The term "wealth creator" is basically a giant red flag that means "This person is an utter tool or a troll or both".
Unicode killed the ASCII-art *
I keep hearing about the various governments being out this number of billions or that number of billions. But where I see the big problem is competition. How can local companies compete with these non-tax paying companies when they are forced to pay taxes.
Capitalism is quite simply the reinvestment in the means of production. With tech companies this can be a complicated relationship with both reinvesting in the actual product, and having the cash available to go around buying out similar companies. Another layer in that involves both issuing new shares to buy companies, and issuing shares to attract investors.

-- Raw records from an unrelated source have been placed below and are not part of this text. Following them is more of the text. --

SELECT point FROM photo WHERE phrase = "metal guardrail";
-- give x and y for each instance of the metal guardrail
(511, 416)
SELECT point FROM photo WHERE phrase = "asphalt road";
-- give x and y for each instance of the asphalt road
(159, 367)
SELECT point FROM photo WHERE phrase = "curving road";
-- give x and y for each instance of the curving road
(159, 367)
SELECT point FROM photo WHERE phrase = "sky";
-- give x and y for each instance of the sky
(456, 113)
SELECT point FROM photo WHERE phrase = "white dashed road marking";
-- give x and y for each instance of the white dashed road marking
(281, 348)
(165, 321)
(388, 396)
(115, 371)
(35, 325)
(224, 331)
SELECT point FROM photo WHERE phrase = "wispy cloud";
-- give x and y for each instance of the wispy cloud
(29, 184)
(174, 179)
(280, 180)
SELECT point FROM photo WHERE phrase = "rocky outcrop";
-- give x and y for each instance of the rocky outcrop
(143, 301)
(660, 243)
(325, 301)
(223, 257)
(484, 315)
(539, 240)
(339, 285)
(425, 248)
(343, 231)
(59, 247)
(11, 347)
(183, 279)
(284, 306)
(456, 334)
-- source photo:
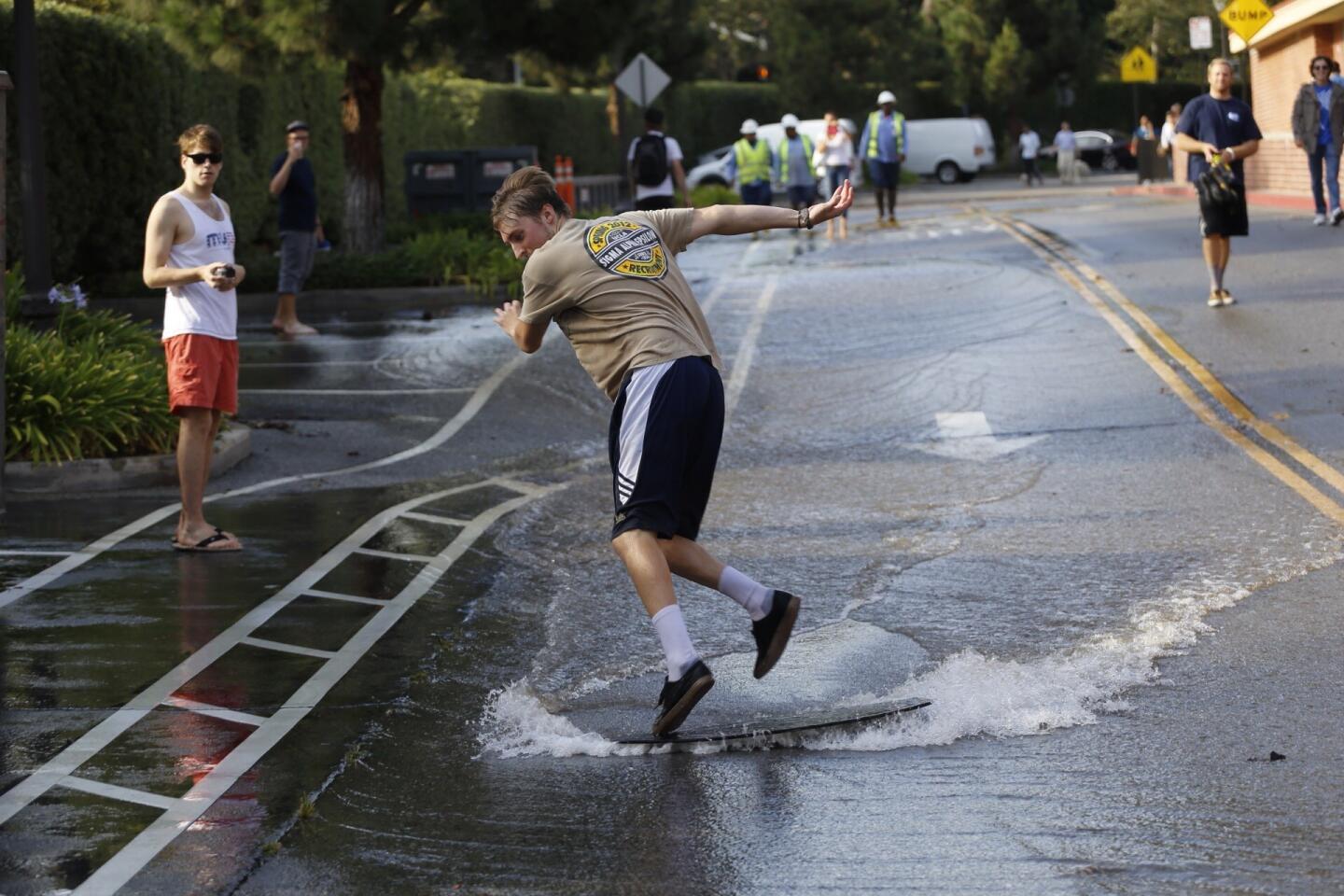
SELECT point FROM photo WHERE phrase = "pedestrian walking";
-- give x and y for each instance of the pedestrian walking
(793, 164)
(1029, 147)
(189, 253)
(1319, 129)
(293, 183)
(750, 165)
(1066, 150)
(883, 146)
(656, 170)
(1219, 133)
(614, 287)
(1166, 143)
(834, 156)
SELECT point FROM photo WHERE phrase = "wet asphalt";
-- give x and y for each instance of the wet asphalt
(986, 495)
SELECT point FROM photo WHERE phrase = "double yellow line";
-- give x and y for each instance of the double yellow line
(1093, 287)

As an example, if a local UK company wants to compete with Google in the ad space in the UK, they will end up paying full taxes on any profits; while google won't. Thus google will be able to return a higher profit to their investors, have more cash to buy out competitors, and will be able to issue more valuable shares as part of those buyouts. The UK company will simply have much of its value continuously eroded by taxes that are annually removed from its balance.
Obviously using google as a comparison to some little ad company is a bit unbalanced, but the same applies to any homegrown company that legally exists only in the European country. Cutting edge drones, robotics, 3D printing, or pretty much anything along those lines will not be able to match the growth curve of a company paying a tiny fraction in taxes.
Those sort of companies that could otherwise become international players are what drives a country's economy. To allow certain countries to always have the upper hand is just going to be a long term bad plan.
So I wouldn't be so much worrying about the handful of missing billions but the long term missing trillions.
So quite simply, make sure that these international companies are under the exact same tax burden as a local company when it involves any business within Europe.
So if a local company were to make an apple priced smart phone and would end up paying $80 in taxes. Make sure that Apple selling the same phone is paying $80 in taxes regardless of what paper shenanigans they try.